You can do this easily with turicreate. Recommender. Util. Random? Split? By? User.
import turicreate as tc train_data = tc.SFrame(ratings) # Data needs to be converted to SFrame format train, test = tc.recommender.util.random_split_by_user(train_data, user_id='user_id', item_id='movie_id')
2. Build collaborative filtering model and get the recommended result of training set
Item "content" recommender.create can create a content-based recommender model.
item_content_recommender.ItemContentRecommender
Recommendation based on similarity between project contents
# training the model item_sim_model = tc.item_similarity_recommender.create(train, user_id='user_id', item_id='movie_id', target='rating', similarity_type='cosine') # making recommendations item_sim_recomm = item_sim_model.recommend(users=[1,2,3,4,5],k=5) item_sim_recomm.print_rows(num_rows=25)
Among them,
- train_data: SFrame contains the training data we need
- User ID: this column contains the ID of each user
- Item "ID: this column contains each movie (movie ID) to be recommended
- target: this column contains the rating or rating given by the user
Recommended results:
3. Compare the recommended results with the test set for scoring
item_sim_model.evaluate_precision_recall(test)
Result:
{'precision_recall_by_user': Columns: user_id int cutoff int precision float recall float count int Rows: 16956 Data: +---------+--------+-----------+--------+-------+ | user_id | cutoff | precision | recall | count | +---------+--------+-----------+--------+-------+ | 196 | 1 | 0.0 | 0.0 | 7 | | 196 | 2 | 0.0 | 0.0 | 7 | | 196 | 3 | 0.0 | 0.0 | 7 | | 196 | 4 | 0.0 | 0.0 | 7 | | 196 | 5 | 0.0 | 0.0 | 7 | | 196 | 6 | 0.0 | 0.0 | 7 | | 196 | 7 | 0.0 | 0.0 | 7 | | 196 | 8 | 0.0 | 0.0 | 7 | | 196 | 9 | 0.0 | 0.0 | 7 | | 196 | 10 | 0.0 | 0.0 | 7 | +---------+--------+-----------+--------+-------+ [16956 rows x 5 columns] Note: Only the head of the SFrame is printed. You can use print_rows(num_rows=m, num_columns=n) to print more rows and columns., 'precision_recall_overall': Columns: cutoff int precision float recall float Rows: 18 Data: +--------+---------------------+----------------------+ | cutoff | precision | recall | +--------+---------------------+----------------------+ | 1 | 0.45222929936305734 | 0.037110123899123465 | | 2 | 0.40923566878980894 | 0.060494764740282043 | | 3 | 0.3803963198867654 | 0.0820137151142372 | | 4 | 0.357484076433121 | 0.10122765583444787 | | 5 | 0.34288747346072185 | 0.1185950884547385 | | 6 | 0.3315640481245577 | 0.13486665370299455 | | 7 | 0.31922960266909306 | 0.1493753718327443 | | 8 | 0.30506900212314225 | 0.16196475155837983 | | 9 | 0.2945270110875208 | 0.17385805243866798 | | 10 | 0.2845010615711252 | 0.18366774630733118 | +--------+---------------------+----------------------+ [18 rows x 3 columns] Note: Only the head of the SFrame is printed. You can use print_rows(num_rows=m, num_columns=n) to print more rows and columns.}
Step 4. Build a model of popular movies
In addition, it's convenient for Turicreate to build a model to recommend the most popular movies to users (that is, all users will receive the same recommendation). We can use the popularity ﹣ recommender recommendation function in turicrete to achieve this.

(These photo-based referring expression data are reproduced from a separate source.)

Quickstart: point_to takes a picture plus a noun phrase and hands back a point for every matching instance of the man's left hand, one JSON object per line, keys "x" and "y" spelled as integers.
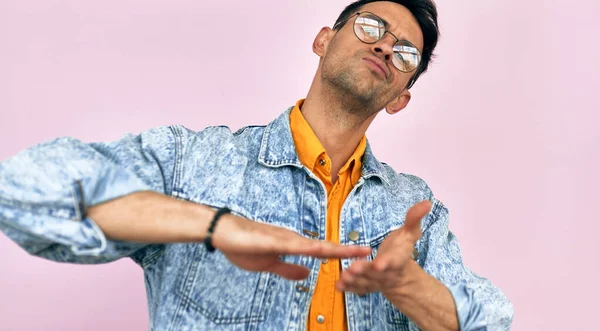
{"x": 389, "y": 269}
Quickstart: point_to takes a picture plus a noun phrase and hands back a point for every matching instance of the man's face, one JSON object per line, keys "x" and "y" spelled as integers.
{"x": 352, "y": 67}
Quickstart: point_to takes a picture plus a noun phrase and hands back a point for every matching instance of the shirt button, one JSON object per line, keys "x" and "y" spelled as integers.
{"x": 320, "y": 319}
{"x": 302, "y": 289}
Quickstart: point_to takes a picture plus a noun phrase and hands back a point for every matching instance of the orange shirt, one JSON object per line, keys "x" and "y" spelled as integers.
{"x": 327, "y": 309}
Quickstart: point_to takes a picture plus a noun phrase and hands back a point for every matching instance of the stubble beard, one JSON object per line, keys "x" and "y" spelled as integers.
{"x": 346, "y": 85}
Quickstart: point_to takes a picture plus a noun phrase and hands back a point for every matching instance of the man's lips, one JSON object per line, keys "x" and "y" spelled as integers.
{"x": 377, "y": 66}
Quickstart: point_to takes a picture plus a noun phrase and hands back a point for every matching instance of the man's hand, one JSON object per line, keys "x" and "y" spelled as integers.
{"x": 255, "y": 246}
{"x": 393, "y": 261}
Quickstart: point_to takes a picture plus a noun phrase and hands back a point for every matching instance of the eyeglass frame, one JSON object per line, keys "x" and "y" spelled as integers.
{"x": 340, "y": 24}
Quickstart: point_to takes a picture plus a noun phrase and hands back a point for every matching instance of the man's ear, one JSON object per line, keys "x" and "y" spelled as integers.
{"x": 399, "y": 103}
{"x": 322, "y": 41}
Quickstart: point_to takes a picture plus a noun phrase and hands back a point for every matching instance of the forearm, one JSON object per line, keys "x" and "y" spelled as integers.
{"x": 424, "y": 300}
{"x": 149, "y": 217}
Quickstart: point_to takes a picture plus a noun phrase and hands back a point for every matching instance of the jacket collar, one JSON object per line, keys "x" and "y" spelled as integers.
{"x": 277, "y": 149}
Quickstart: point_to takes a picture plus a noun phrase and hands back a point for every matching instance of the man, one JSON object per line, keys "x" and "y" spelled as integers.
{"x": 290, "y": 226}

# training model popularity_model = turicreate.popularity_recommender.create(train_data, user_id='user_id', item_id='movie_id', target='rating') # making recommendations popularity_recomm = popularity_model.recommend(users=[1,2,3,4,5],k=5) popularity_recomm.print_rows(num_rows=25)
Recommended results:
All users' recommendations here are the same - 1201, 1122 That is to say, all the users who watch the movie give the highest score.